Even in such cases, the Imam (a.s.) never declares a war of aggression, or in modern terms, ‘war of preemption’, but to act only in defense against oppression and tyranny by standing up to the tyrant, after all the avenues of avoiding the conflict have failed. This is exactly what Imam Husayn (a.s.) did in Karbala, as the Imam of the time, to protect the faith and to expose the injustice and oppression of Yazid, the tyrant ruler.
Imamate , the real and ostensible religious authority, always remained with Ali (a.s.) and his eleven designated progeny who were then were, as even today are, called Imams of the Ahlul Bayt (a.s.), while the Caliphate came to represent temporal authority. The three Caliphs never ever, at any time, claimed Imamate or called themselves or were ever known as ‘ Imams ’. They always remained merely the Caliphs .

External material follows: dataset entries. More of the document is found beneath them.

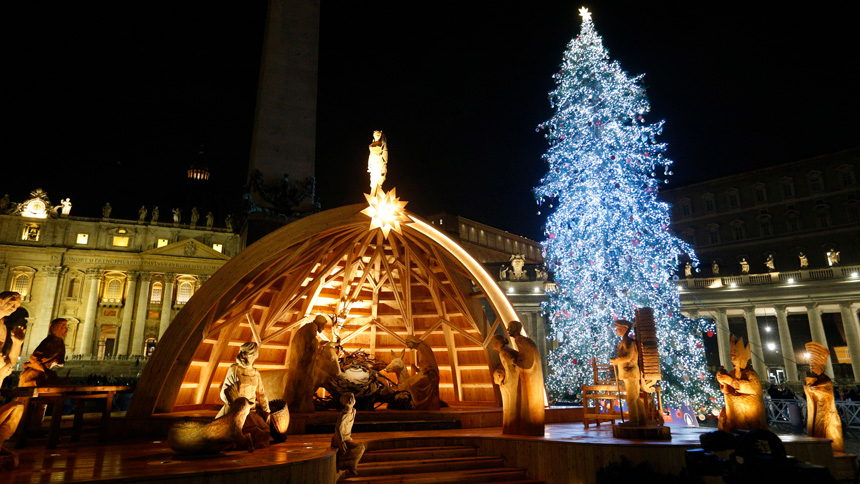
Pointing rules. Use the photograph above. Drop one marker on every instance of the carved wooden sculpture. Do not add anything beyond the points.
(349, 452)
(11, 413)
(822, 419)
(215, 436)
(744, 408)
(50, 354)
(627, 363)
(508, 379)
(424, 385)
(243, 381)
(301, 378)
(532, 390)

The real temporal as well as religious authority ( Caliphate and Imamate) always remained vested in the Imams of the Ahlul Bayt (a.s.). The importance of the difference between Imamate and Caliphate has to be understood in the light of the Qur’an and the Sunna. The Qur’an reveals that after Abraham’s sacrifice had been accepted, God declared that Abraham, already a Prophet (S) and Khaleel, was made the ‘Imam’.
When Abraham wanted to know if his progeny also would be designated as Imams, the reply was ‘not those who are transgressors and oppressors’.[^3] Authentic traditions abound, in both Sunni and Shia books, about the Prophet’s designating, by name, of the twelve Imams of the Ahlul Bayt (a.s.).